As shown in Figure 1, the phoneme synthesizing method may comprise steps of:
Step 101, text to be processed is obtained, and word cutting processing is carried out to text to be processed and generates multiple words to be processed.
In practical applications, it needs to generate voice messaging in real time and play out there are many kinds of scene, in the prior art, one If a sentence splits into multiple text compressings as a result, being easy to produce the voice signal of pause and transition in rhythm or melody, connecting is excessively poor;Or Just being handed down to relevant device etc. complete speech synthesis result to be generated and play out has that time delay is bigger.
Therefore, the application proposes a kind of phoneme synthesizing method, by the text language for once only generating a word to be processed Sound transformation result, while the sound characteristic of processed word can be examined, enable the text compressing result generated very smooth, The feeling of pause and transition in rhythm or melody will not be generated, that is, the text compressing of word can be received as a result, and being merged into a sentence Speech conversion result does not influence overall effect, guarantees sound effect while improving speech synthesis efficiency.
Specifically, text to be processed is obtained, that is, needs to carry out the text of speech synthesis processing, it is to be understood that Text to be processed can be obtained according to factors such as different user different scenes, such as in simultaneous interpretation scene, the text of translation This result can be used as text to be processed;The text that user inputs as desired by relevant device for another example is as text to be processed This.
Further, after obtaining text to be processed, word cutting processing is carried out to text to be processed and generates multiple words to be processed Language can carry out word cutting processing using many middle modes, for example analyze text to be processed, according between part of speech, word Correlation carry out word cutting processing;Text to be processed is carried out according to the features such as user's habit and text to be processed intention for another example Word cutting processing.
Step 102, coded treatment is carried out to n-th word to be processed and generates n-th semantic space vector;Wherein, N is positive Integer.
Step 103, N-1 sound characteristic of the processed word before n-th word to be processed is obtained.

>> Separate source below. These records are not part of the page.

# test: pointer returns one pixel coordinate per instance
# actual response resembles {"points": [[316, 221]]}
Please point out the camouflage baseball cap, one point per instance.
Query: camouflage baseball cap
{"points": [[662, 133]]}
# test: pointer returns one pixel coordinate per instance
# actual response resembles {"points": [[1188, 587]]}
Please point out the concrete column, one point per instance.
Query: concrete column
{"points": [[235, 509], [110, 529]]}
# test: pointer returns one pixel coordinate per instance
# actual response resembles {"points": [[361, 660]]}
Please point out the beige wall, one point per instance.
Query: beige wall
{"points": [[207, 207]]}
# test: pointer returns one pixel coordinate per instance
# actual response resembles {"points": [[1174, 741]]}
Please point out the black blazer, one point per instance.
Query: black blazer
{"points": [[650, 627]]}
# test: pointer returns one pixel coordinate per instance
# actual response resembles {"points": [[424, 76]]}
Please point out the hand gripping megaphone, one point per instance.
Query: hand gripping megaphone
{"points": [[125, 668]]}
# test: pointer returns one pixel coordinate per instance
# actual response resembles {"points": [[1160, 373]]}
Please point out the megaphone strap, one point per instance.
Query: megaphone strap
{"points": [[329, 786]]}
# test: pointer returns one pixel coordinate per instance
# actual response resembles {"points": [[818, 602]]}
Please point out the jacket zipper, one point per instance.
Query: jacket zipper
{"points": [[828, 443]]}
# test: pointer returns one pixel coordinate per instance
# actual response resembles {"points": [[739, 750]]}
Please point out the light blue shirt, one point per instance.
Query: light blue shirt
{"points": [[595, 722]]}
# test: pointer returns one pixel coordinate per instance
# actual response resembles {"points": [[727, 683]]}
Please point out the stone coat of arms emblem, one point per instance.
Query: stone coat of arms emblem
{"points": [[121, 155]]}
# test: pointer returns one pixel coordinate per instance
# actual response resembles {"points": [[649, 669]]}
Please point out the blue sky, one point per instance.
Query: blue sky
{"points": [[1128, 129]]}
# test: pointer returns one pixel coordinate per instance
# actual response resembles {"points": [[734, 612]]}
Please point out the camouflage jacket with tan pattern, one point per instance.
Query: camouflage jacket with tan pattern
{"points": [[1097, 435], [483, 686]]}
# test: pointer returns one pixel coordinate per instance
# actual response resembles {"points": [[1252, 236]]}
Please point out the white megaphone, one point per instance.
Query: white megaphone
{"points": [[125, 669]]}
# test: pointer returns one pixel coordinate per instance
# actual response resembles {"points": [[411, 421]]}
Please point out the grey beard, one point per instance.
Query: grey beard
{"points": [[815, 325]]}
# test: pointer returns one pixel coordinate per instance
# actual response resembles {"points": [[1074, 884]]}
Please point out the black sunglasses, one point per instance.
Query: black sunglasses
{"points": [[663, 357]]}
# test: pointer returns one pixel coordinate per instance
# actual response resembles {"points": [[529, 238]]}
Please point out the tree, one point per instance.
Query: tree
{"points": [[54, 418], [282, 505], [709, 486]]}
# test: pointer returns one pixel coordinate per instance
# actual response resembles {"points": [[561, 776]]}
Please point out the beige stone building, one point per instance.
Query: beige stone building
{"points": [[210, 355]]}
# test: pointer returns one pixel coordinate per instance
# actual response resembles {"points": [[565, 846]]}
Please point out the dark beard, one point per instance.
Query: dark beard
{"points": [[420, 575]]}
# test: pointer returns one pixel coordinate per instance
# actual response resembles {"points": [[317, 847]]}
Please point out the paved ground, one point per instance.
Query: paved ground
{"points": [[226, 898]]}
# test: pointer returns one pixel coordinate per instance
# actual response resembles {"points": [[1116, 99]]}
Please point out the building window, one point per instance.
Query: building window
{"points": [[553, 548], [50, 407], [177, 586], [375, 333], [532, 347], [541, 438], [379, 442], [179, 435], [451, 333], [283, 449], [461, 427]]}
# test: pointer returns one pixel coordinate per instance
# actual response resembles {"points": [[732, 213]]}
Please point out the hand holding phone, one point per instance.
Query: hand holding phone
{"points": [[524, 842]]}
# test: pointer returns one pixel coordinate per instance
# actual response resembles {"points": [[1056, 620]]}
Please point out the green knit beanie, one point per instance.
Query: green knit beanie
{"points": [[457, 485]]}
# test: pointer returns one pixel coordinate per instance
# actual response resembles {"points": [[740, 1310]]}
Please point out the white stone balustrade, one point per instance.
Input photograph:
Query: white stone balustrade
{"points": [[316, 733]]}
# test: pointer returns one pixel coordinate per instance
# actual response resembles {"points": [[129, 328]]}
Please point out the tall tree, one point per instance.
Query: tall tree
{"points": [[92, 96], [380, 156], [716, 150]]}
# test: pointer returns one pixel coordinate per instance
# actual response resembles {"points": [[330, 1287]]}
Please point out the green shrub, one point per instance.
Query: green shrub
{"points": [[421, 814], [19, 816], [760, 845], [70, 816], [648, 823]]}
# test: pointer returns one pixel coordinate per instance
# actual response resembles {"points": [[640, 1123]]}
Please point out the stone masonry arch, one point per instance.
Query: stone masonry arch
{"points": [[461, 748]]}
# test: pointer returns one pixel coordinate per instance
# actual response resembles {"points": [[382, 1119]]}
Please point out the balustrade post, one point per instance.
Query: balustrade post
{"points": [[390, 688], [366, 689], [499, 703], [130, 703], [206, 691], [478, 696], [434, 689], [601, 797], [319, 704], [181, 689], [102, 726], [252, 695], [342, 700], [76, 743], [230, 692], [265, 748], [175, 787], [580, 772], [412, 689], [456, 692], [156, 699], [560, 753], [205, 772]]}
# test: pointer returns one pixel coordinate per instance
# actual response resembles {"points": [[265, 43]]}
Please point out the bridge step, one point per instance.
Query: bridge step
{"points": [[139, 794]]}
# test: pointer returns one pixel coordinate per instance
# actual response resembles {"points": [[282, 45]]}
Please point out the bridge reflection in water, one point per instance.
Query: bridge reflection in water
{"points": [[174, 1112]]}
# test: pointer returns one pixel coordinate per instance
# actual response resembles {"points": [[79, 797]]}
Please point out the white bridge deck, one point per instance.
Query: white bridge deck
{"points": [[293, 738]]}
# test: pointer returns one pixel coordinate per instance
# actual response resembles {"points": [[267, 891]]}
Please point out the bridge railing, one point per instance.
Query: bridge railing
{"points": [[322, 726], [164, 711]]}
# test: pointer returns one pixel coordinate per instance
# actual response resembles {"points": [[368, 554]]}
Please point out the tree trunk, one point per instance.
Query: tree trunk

Specifically, in the embodiment of the present application, speech synthesis model can be realized using end-to-end framework, be divided into encoder With two major parts of decoder, wherein encoder is encoded mainly for word to be processed, be mapped to semantic space to Semantic space vector decoding is mainly sound characteristic by amount, decoder.Wherein, sound characteristic can be Meier frequency spectrum, linear pre- Coding etc. is surveyed, in order to guarantee that synthetic video effect preferentially chooses Meier frequency spectrum.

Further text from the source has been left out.